Umm no. Again, look at any textbook definition of stochastic process and it says "a collection of random variables". In the most technical sense possible, stochasticity is defined in terms of randomness. I think it's the definition of "random" that is causing the confusion: it's broader than you think. A random variable is any variable on a probability space. You can "determine" a distribution for it (since a probability space necessarily requires a distribution function).

The whole QM example is superfluous (and in fact the word stochastic is never used in quantum theory). You could just as easily specify a formalism for dice. It determines a distribution of (1/6, 1/6, 1/6, 1/6, 1/6, 1/6). There is nothing fundamentally different between that and the Copenhagen interpretation: a typical Stern-Gerlach experiment is no different than flipping a coin.

Thanks for the clarification; I see the technical distinction you are trying to make, although I still think the two [i]words[/i] are synonymous. But now I'm more confused by your original post. Although creationsits do abuse the word "random" constantly, I don't see them conflating it with "stochasticity." They're usually just exploiting the common connotations of "random" to make evolution seem highly unlikely, much as the common (mis)understanding of the word "theory" implies doubt and dissent. How can fudging the subtle distinction between "random" and "stochastic" be, to you, one of the more painful examples of scientific illiteracy? I don't see how for the average person this idea is important - especially compared with why it's ok that evolution is a theory, or how antibiotic resistant bacteria evolve.
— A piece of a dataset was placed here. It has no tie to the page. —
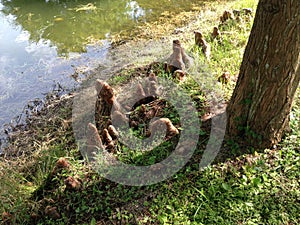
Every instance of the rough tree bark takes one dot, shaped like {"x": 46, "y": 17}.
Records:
{"x": 269, "y": 75}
Perhaps I'm setting my threshold for scientific literacy too low. But I've been exposed to some remarkable illiteracy while teaching - such as the time I tried to explain to my college science class that due to its slow rotation, we can't directly view the moon's back side. I couldn't get a single one of my thirty students to buy it. Getting them to grasp a difference as technical as the one you describe in this post wouldn't be one of my priorities.

The word "stochastic" is always used in discussing interpretations of QM for exactly the sort of reason Mike is concerned with here -- there is an inherent difference between ineliminably stochastic processes and classical examples like dice or coins. If one were to take systems amply modeled by classical theory like coins and specify all of the values for all of the operative variables, then the whole thing becomes completely deterministic. We simply don't have access to the variables and this is why the captains call heads or tails after shaking hands. In the case of an EPR/Stern-Gerlach experiment, however, there is an ineliminable randomness attached to each event, but that randomness is constrained by the probabilities attached to the system. A quantum system is stochastic in that it has absolutely determinable probabilities attached to it, yet any given observation is random because complete specification of all operative variables does not allow you to determine the outcome of the measurement.

> The word "stochastic" is always used in discussing interpretations of QM for exactly the sort of reason Mike is concerned with here -- there is an inherent difference between ineliminably stochastic processes and classical examples like dice or coins.

Argghh...now you're talking about the distinction between quantum and classical ignorance, and that's completely off-topic. Not only are you abusing terminology, you're throwing around examples from QM to confuse all the non-physicists. Biological mutations are classical processes, that hardly means they're not stochastic. The source of ignorance in a Stern-Gerlach experiment and coin-flipping may be different, but the outcome of each is a random variable, and strings of outcomes can be viewed as stochastic processes. And they both have the same distribution functions.

Once again, there is NO distinction between randomness and stochasticity. A random variable is a stochastic process with n=1. Honestly, read an undergrad text on probability (e.g. Sheldon Ross).